19 Working with distributions

19.1 The Gaussian distribution

In the previous section, we have seen that you can visualise probability distributions by plotting the probability mass or density function for theoretical probabilities and by using kernel density estimation for sample (aka empirical) distributions. Visualising probability distributions is more practical than listing all the possible values and their probability (especially with continuous variables—since they are continuous there is an infinite number of values!). Another convenient way to express probability distributions is to specify a set of parameters, which can reconstruct the entire distribution. With theoretical distributions, the parameters allow you to reconstruct exact distributions, while empirical distributions can usually be only approximated. That’s the whole point of taking a sample: you want to reconstruct the “underlying” probability distribution that generated the sample, in other words the (theoretical) probability distribution of the population.

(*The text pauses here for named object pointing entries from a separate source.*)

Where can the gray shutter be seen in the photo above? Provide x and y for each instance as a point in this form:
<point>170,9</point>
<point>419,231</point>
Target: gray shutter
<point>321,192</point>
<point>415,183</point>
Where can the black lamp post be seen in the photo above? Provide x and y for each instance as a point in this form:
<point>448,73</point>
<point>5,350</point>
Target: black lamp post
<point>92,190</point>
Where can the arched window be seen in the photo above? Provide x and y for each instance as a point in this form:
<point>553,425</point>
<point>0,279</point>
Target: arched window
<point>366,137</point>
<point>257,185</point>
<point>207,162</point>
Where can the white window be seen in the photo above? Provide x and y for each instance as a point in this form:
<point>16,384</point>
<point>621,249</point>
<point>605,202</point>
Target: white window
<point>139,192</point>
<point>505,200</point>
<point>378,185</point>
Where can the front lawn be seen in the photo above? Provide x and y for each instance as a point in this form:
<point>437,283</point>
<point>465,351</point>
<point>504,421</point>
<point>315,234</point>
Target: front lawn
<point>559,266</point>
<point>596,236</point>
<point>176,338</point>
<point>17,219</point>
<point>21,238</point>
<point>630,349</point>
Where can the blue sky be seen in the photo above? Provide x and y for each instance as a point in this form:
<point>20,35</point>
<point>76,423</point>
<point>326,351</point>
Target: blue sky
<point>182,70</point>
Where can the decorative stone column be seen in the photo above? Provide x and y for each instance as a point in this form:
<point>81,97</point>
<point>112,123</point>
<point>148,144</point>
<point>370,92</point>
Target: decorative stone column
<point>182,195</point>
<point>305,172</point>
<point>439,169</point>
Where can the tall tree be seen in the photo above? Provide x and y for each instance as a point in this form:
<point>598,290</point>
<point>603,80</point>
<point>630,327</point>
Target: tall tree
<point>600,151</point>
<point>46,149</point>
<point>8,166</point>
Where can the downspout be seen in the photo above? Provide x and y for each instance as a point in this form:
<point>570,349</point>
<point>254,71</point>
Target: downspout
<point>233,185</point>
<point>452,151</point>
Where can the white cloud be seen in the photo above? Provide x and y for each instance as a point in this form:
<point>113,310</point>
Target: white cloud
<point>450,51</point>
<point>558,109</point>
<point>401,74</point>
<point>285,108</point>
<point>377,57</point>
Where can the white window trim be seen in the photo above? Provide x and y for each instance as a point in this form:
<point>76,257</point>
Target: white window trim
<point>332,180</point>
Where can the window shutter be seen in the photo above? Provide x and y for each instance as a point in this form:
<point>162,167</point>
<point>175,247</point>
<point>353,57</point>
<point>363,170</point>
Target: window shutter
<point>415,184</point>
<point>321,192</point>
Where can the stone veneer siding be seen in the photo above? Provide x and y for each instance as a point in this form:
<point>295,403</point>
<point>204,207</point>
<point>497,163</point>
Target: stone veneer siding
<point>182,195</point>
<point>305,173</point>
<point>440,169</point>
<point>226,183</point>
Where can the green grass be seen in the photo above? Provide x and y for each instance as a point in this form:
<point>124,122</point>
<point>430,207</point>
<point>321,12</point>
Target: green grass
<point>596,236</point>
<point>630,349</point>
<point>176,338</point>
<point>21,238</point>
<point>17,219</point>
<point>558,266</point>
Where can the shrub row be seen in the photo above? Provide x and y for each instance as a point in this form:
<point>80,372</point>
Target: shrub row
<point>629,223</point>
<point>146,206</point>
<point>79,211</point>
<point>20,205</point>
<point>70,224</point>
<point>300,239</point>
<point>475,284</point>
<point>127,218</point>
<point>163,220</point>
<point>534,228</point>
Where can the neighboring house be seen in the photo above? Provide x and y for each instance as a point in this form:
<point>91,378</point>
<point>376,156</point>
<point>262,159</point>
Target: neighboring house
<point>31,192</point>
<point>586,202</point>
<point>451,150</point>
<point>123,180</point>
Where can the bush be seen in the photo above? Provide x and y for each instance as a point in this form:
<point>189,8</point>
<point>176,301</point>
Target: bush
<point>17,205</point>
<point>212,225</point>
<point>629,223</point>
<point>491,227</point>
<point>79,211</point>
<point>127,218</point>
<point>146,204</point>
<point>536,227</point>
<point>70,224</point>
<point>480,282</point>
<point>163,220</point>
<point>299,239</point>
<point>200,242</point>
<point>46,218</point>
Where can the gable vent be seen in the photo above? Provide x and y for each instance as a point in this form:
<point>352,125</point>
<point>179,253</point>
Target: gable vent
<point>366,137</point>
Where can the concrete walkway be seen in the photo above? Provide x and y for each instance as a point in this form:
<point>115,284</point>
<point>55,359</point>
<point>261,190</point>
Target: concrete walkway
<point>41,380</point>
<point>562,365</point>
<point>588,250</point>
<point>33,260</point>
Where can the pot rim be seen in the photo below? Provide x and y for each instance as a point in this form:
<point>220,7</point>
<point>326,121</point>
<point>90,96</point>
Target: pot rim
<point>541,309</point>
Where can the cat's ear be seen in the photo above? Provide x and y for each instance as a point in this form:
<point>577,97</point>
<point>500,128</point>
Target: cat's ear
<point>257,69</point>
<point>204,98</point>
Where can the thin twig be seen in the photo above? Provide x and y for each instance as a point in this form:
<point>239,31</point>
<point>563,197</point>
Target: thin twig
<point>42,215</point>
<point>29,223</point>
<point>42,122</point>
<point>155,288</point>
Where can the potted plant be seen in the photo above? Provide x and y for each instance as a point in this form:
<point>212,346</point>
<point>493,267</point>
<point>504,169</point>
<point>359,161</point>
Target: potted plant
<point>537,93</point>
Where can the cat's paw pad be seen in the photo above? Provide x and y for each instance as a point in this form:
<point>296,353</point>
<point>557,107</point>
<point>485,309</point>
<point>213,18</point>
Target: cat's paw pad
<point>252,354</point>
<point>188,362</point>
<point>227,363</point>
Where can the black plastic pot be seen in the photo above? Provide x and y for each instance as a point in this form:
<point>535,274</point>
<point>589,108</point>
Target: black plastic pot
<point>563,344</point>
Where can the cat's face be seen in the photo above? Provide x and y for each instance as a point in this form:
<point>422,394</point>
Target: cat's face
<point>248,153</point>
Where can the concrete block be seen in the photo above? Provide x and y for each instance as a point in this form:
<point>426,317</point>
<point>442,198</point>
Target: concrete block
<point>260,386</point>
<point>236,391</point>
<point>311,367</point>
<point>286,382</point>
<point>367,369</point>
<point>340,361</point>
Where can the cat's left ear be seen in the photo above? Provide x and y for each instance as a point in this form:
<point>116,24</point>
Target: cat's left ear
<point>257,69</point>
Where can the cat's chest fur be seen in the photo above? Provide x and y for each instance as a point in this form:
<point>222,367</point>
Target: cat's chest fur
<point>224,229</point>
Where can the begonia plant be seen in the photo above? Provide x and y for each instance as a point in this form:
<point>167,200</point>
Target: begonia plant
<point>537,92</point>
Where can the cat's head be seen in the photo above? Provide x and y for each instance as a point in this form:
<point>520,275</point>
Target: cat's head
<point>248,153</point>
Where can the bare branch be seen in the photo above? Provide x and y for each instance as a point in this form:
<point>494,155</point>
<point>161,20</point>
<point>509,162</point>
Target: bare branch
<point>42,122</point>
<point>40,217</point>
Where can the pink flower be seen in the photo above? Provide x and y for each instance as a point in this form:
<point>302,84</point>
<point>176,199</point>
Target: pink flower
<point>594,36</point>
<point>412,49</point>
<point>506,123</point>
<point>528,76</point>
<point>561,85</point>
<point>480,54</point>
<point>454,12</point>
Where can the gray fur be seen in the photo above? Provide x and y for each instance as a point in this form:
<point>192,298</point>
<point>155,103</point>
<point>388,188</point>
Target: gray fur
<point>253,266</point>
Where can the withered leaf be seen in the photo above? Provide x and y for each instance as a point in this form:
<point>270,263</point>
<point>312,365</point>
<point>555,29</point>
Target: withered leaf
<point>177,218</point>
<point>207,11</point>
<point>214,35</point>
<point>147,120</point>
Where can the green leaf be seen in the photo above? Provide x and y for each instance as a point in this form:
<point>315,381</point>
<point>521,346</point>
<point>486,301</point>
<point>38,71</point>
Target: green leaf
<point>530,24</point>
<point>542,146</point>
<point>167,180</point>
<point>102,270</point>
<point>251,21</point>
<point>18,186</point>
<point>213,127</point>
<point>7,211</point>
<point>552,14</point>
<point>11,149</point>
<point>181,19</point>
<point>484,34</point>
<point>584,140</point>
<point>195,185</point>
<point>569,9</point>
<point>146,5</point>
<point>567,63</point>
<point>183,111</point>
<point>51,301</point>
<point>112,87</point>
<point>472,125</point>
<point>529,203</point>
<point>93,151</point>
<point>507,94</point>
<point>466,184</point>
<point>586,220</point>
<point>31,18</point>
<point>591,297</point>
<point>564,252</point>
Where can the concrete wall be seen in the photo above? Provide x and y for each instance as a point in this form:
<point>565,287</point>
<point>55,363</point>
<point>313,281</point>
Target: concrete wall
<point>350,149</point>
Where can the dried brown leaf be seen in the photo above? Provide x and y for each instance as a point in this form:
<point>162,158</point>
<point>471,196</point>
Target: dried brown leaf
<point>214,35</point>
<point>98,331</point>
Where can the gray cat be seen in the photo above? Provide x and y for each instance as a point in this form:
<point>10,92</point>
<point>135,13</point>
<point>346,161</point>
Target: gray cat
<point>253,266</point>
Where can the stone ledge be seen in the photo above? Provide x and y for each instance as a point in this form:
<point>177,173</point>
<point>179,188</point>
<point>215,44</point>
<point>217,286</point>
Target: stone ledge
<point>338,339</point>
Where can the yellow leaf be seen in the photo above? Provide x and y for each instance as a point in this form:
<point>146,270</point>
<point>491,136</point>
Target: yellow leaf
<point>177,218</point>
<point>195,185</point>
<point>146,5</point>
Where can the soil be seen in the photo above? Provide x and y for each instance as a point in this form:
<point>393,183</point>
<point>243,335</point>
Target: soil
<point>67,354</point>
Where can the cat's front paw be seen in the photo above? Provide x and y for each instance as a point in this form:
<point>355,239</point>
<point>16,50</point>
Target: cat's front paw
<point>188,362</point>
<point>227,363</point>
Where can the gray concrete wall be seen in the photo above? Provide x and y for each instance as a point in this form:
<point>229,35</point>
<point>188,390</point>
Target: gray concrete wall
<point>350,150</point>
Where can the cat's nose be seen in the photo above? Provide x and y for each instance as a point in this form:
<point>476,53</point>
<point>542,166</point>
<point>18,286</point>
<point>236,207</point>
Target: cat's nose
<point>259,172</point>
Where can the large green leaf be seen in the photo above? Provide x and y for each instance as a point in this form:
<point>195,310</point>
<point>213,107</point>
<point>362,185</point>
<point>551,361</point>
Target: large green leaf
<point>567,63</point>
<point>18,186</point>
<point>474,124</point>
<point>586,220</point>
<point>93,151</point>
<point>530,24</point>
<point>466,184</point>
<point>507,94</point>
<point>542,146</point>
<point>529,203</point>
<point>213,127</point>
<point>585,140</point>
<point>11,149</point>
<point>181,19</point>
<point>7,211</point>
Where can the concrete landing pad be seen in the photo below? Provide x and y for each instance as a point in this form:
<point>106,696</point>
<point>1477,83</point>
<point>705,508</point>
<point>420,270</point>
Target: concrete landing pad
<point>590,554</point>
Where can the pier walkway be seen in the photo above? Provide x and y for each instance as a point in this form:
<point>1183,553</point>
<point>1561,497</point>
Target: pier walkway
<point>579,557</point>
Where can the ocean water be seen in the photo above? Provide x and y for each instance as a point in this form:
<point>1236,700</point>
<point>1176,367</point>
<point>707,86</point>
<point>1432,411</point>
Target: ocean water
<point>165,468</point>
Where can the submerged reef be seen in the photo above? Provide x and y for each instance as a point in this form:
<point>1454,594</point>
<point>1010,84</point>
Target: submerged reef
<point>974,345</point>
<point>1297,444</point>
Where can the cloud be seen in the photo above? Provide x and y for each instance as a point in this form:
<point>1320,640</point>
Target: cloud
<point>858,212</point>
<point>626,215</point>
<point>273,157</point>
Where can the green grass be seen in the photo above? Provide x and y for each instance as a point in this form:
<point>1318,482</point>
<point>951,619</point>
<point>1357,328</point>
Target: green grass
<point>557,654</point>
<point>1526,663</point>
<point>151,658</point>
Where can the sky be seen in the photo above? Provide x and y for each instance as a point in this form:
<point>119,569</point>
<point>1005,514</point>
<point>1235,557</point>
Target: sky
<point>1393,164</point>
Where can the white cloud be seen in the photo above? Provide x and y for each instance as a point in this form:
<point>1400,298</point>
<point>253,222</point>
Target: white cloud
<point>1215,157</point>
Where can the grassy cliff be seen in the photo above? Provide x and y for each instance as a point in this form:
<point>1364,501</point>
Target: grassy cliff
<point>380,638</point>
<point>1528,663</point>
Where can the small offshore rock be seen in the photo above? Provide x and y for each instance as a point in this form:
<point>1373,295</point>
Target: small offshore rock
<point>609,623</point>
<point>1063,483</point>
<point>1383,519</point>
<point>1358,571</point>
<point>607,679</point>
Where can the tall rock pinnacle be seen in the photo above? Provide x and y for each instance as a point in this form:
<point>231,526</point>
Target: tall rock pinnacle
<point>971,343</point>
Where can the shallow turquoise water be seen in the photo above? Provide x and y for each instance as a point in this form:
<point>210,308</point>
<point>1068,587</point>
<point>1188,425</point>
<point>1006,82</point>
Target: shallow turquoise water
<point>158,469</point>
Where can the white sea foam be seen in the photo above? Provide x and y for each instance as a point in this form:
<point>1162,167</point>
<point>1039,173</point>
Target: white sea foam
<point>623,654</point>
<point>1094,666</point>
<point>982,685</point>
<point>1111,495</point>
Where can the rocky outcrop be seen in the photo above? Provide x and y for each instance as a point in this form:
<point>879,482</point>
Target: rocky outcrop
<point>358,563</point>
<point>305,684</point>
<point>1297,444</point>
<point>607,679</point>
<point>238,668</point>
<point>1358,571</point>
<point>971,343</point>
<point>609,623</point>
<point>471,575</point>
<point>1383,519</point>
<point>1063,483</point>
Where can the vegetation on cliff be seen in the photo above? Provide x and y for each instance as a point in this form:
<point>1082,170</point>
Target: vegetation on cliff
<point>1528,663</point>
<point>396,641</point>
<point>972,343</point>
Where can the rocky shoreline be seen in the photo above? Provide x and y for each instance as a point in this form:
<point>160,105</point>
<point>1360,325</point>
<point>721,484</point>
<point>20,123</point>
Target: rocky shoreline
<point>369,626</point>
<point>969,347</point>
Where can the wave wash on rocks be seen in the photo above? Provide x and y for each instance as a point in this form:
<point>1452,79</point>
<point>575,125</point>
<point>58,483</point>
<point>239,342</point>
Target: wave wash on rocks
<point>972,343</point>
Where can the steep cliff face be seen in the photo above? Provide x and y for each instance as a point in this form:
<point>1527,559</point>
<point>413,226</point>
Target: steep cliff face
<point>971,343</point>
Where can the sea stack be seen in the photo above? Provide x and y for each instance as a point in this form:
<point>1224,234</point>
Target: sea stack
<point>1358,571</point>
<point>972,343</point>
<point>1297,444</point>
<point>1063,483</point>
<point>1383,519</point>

Different probability distribution families have a different number of parameters and different parameters. A probability family is an abstraction of specific probability distributions that can be represented with the same set of parameters. An example of a probability distribution family is the Gaussian [ˈgaʊsɪən] probability distribution, also called the “normal” distribution and nick-named the “bell-curve”, because it looks like the shape of a bell. Figure 19.1 should make this more obvious.

Code

ggplot() +
  aes(x = seq(-4, 4, 0.01), y = dnorm(seq(-4, 4, 0.01))) +
  geom_path(colour = "sienna", linewidth = 2) +
  labs(
    x = element_blank(), y = "Density"
  )

The Gaussian distribution is a continuous probability distribution and it has two parameters:

The mean, represented with the Greek letter \(\mu\) [mjuː]. This parameter is the probability’s central tendency. Values around the mean have higher probability than values further away from the mean.
The standard deviation, represented with the Greek letter \(\sigma\) [ˈsɪgmə]. This parameter is the probability’s dispersion around the mean. The higher \(\sigma\) the greater the spread (i.e. the dispersion) of values around the mean.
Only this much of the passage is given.